Ağrı 1. Ağır Ceza Mahkemesi’nin verdiği beraat kararları daha evvel Erzurum Bölge Adliye Mahkemesi 1. Ceza Dairesi tarafından da onanmıştı. Lakin bu kararlara, başta Cumhuriyet Savcılığı, küçük Leyla’nın annesi Şükran Aydemir’in avukatı ve Aile ve Toplumsal Hizmetler Bakanlığı’nın hukuk müşavirliği olmak üzere, çok sayıda itiraz yapılmıştı.
YARGITAT: EKSİK ARAŞTIRMA VAR
Yargıtay’ın kararında, toplumsal medyada Leyla’nın vefatıyla ilgili yapılan erken tarihli bir paylaşımın soruşturulmadığına dikkat çekildi. 2 Temmuz 2018’de cesedi bulunan Leyla için, bir Facebook hesabından 29 Haziran’da “Leyla meyyit bulundu” biçiminde paylaşım yapıldığı, bu bilginin kim tarafından, nasıl öğrenildiğine dair araştırma yapılmadığı vurgulandı.

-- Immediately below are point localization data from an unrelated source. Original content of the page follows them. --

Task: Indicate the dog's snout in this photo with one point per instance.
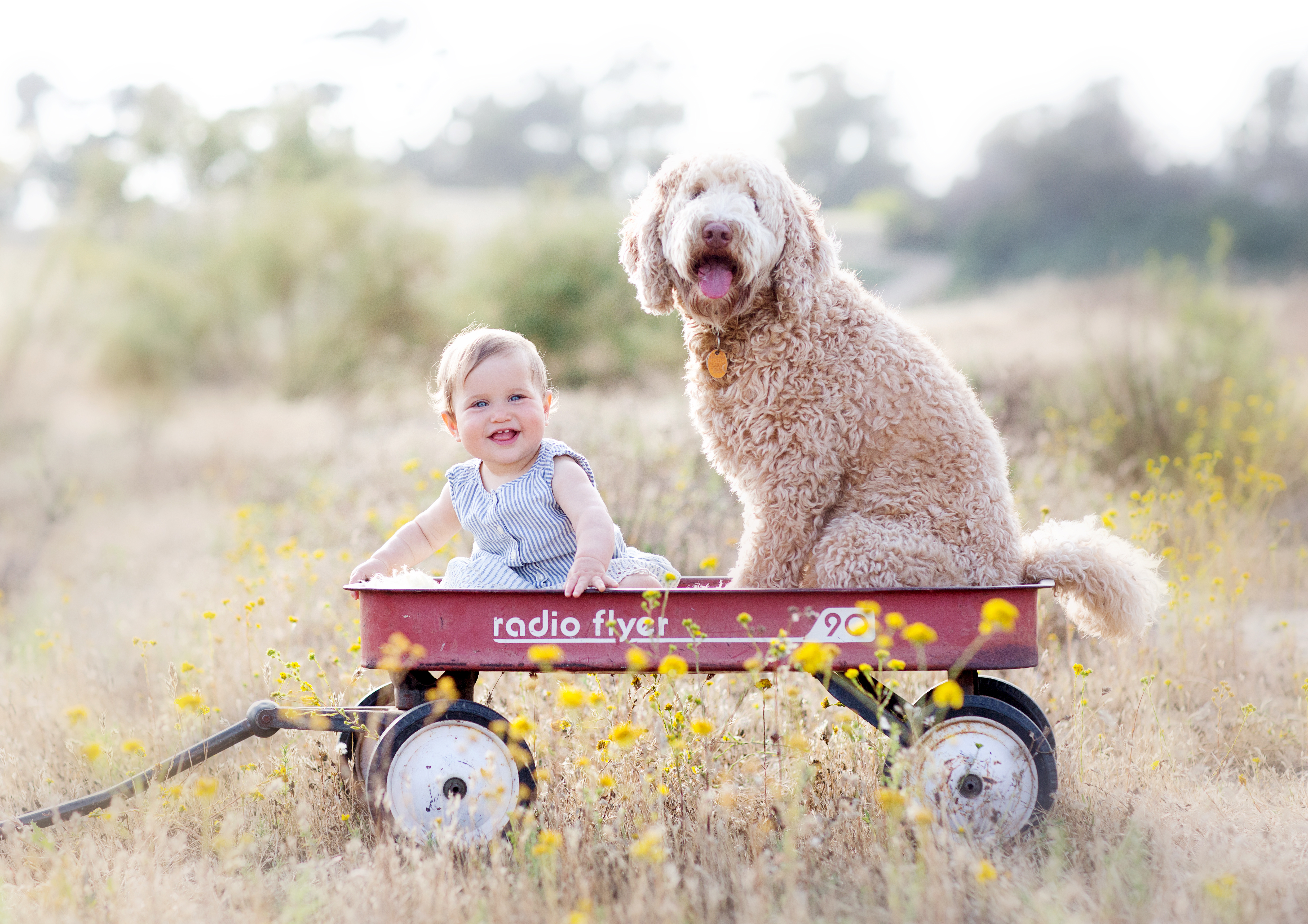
(717, 234)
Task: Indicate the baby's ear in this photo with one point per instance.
(642, 253)
(807, 254)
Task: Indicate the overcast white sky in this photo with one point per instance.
(1188, 70)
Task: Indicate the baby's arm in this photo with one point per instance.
(592, 523)
(414, 541)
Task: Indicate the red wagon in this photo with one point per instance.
(984, 764)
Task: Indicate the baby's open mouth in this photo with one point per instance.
(716, 275)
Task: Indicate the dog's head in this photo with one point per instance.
(711, 234)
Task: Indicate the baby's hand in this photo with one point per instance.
(361, 573)
(586, 573)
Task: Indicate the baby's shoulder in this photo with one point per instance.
(463, 472)
(553, 450)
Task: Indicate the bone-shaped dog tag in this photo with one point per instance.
(717, 364)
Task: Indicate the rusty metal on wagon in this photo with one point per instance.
(979, 751)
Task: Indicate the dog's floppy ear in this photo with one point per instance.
(807, 255)
(642, 251)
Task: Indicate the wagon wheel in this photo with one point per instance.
(986, 769)
(449, 768)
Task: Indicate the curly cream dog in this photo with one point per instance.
(860, 454)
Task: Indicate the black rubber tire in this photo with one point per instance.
(1015, 697)
(399, 731)
(1039, 741)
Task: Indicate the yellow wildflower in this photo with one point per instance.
(1000, 615)
(673, 666)
(626, 735)
(814, 657)
(891, 802)
(948, 696)
(919, 633)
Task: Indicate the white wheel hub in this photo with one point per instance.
(976, 776)
(454, 779)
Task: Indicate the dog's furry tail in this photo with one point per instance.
(1107, 586)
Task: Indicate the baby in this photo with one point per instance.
(530, 504)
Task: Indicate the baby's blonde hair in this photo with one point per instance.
(473, 347)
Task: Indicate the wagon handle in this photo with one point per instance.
(874, 702)
(199, 753)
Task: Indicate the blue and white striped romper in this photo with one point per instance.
(522, 539)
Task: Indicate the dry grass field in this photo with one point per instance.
(169, 561)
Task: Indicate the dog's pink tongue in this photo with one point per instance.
(715, 278)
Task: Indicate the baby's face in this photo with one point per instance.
(499, 415)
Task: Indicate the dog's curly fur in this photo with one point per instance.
(863, 458)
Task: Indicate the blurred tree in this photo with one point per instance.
(555, 279)
(565, 132)
(840, 146)
(1076, 191)
(1072, 193)
(1269, 153)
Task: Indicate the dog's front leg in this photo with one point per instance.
(781, 528)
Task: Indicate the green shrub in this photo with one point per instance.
(1212, 383)
(556, 280)
(300, 284)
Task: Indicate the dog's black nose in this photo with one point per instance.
(717, 234)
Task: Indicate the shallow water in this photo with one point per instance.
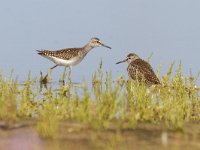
(77, 136)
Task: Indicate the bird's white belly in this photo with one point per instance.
(62, 62)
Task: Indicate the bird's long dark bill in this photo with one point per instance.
(121, 61)
(105, 46)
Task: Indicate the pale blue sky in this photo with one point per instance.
(168, 29)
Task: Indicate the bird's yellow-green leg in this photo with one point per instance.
(69, 74)
(64, 74)
(50, 73)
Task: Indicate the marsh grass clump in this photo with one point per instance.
(8, 99)
(48, 126)
(106, 104)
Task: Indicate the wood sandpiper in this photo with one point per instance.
(140, 70)
(69, 57)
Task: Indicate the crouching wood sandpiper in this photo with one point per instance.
(140, 70)
(69, 57)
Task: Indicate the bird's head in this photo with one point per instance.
(130, 57)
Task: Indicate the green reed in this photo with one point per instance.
(107, 104)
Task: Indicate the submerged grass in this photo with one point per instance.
(108, 104)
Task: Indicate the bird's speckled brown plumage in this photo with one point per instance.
(142, 69)
(66, 53)
(139, 69)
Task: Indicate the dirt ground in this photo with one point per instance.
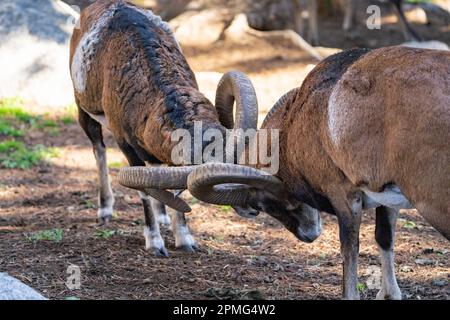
(238, 258)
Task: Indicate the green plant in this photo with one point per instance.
(7, 129)
(15, 155)
(55, 235)
(13, 107)
(67, 119)
(104, 234)
(409, 225)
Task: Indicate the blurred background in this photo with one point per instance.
(48, 188)
(34, 39)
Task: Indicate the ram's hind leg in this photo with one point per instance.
(106, 198)
(183, 237)
(152, 234)
(385, 236)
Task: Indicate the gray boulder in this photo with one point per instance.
(34, 50)
(13, 289)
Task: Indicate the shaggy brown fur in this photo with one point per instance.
(140, 81)
(370, 120)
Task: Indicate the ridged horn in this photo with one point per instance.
(230, 184)
(236, 86)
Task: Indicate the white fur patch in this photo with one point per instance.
(389, 287)
(153, 239)
(100, 119)
(183, 237)
(159, 23)
(86, 49)
(391, 197)
(335, 116)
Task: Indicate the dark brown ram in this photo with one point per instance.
(130, 75)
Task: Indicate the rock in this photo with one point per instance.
(265, 15)
(415, 14)
(13, 289)
(201, 28)
(406, 269)
(34, 50)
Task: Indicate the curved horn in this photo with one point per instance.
(160, 178)
(236, 86)
(230, 184)
(155, 180)
(280, 103)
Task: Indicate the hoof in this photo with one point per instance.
(164, 219)
(383, 295)
(189, 248)
(159, 252)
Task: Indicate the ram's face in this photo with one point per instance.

Kararda ayrıyeten, AFAD vazifelilerinin tabirlerinin alınmadığı, olayla ilgili sunulan CD kayıtlarının gereğince incelenmediği ve içeriğin hata ya da özel hayatın saklılığı kapsamına girmediği halde dikkate alınmadığı söz edildi.
Yargıtay, bu eksikliklerin giderilmesi gerektiğini belirterek sanıkların hukuksal durumlarının yine kıymetlendirilmesi gerektiğine hükmetti.
BERAAT KARARLARI BOZULDU
Yargıtay, savcılığın ve müşteki tarafın temyiz taleplerini haklı bularak, “hükümlerde hukuka karşıtlık bulunduğunu” tespit etti. Bilhassa sanıklar Y.A., M.A.A. ve B.A.’nın “nitelikli taammüden öldürme” ve “kişiyi hürriyetinden mahrum bırakma” cürümlerine direkt iştirak ettiğine yönelik savcılık argümanlarının gereğince araştırılmadığı tabir edildi.
Karar gereği evrak, tekrar yargılama yapılmak üzere Ağrı 1. Ağır Ceza Mahkemesi’ne gönderildi.
NE OLMUŞTU?
4 yaşındaki Leyla Aydemir, 15 Haziran 2018’de Ramazan Bayramı’nda ailesiyle birlikte gittiği dedesinin köyü olan Bezirhane’de kaybolmuştu. Küçük kızın cansız vücudu, 18 gün sonra köye yaklaşık 2 kilometre arada, dere kenarındaki ağaçlık bir alanda bulunmuştu.
Olayla ilgili olarak 7 sanık hakkında dava açılmış, amcası Yusuf A. tutuklanarak yargılanmıştı. Fakat 2020’de görülen karar duruşmasında, Yusuf A. sadece “kasten öldürme” kabahatinden ağırlaştırılmış müebbet, “kişiyi hürriyetinden mahrum kılma” cürmünden ise 4 yıl mahpus cezası almış, öbür 6 sanık kanıt yetersizliği gerekçesiyle beraat etmişti.
Erzurum Bölge Adliye Mahkemesi ise kararın yol ve temel istikametinden yetersiz olduğunu belirterek tüm sanıklar için tekrar yargılama yapılmasına karar vermiş, Yusuf A.’nın da tahliyesine hükmetmişti.
Yargıtay’ın son kararıyla birlikte dava yine açılacak ve eksik kalan soruşturma adımları tamamlanarak sanıkların durumu yine pahalandırılacak.